Sheikh Arimiyao Shaibu, the National Chief Imam's spokesperson, is warning politicians who used youth in the Zongo communities for their negative projects to back off because, as he put it, “Zongo youth were made for more important assignments.”
Speaking during a media engagement organized by the Light Foundation, a Non-Governmental Organization (NGO), at the Coconut Grove Hotel, last Tuesday, he did not mince words about the harsh rhetoric being spewed over the compilation of a new voters' register by political actors.
“Response from political actors portends danger for our country as it appears that young people are being prepared for action,” he said.
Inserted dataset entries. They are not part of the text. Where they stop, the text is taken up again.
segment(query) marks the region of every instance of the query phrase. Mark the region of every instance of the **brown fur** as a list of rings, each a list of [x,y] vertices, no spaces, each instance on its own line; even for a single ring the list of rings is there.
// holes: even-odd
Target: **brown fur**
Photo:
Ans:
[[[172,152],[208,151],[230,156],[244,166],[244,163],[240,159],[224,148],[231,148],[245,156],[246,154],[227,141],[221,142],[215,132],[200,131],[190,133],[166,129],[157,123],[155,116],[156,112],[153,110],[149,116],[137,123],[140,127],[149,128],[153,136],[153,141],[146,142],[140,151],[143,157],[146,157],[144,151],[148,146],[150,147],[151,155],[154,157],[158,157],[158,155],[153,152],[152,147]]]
Speaking passionately about the subject, he recalled how two Muslims appeared before the commission respectively as perpetrator and victim.
“Both of them did not have any good place within the scheme of things. Even for them to speak, they needed an interpreter, while all others who came there spoke on their own and with their lawyers,” he said.
The time, he said, was therefore right for Muslims to strongly reject any politician who sought to exploit the vulnerability of Muslim youth with the mindset of using violence as a means of political expression.
He added that “we must speak against this with the strongest of voice and say this across to Muslims and non Muslims alike,” adding that the exploitation of Zongo youth for violence is unacceptable.
He called on all Muslims to reject messages of violence that came to them, as he hinged his position on Islam's opposition to violence as enshrined in the scriptures.
Islam, he emphasized, was about peace and so, as he put it, “let us be peaceful.”
Vigilantism, now outlawed in the country, he said, came in different forms; and Muslims should take note and act accordingly to nip it in the bud.
On Covid-19, he observed that the protocols were being breached during social activities and advised that this behavior should be reversed.
“I take inspiration from the President's words that we should all take responsibility of ourselves,” he added.
On why the National Chief Imam has suspended prayers at the Abossey Okai Central Mosque, he said it would be impossible to apply the protocols given the number of persons who turned up for prayers there on Fridays.
In institutional mosques such as the King Abdul Aziz Mosque at Burma Camp and the Cantonments Police Mosque, including small facilities, however, the task of adhering to the hygiene protocols was not difficult, he said.
He also took issues with the politicization of Covid-19 information and fake news related to the subject. These led to the challenges in adhering to the protocols, he said, adding that these have led to the return to what he describes as the old normalcy.
Present at the event was the Executive Secretary of the National Peace Council, George Amoh, who hinted about the implementation of a roadmap towards the achievement of a peaceful and violent-free election. Also present were Rear Admiral Muniru Tahiru (rtd), Chairman of the Zongo Development Fund and other dignitaries.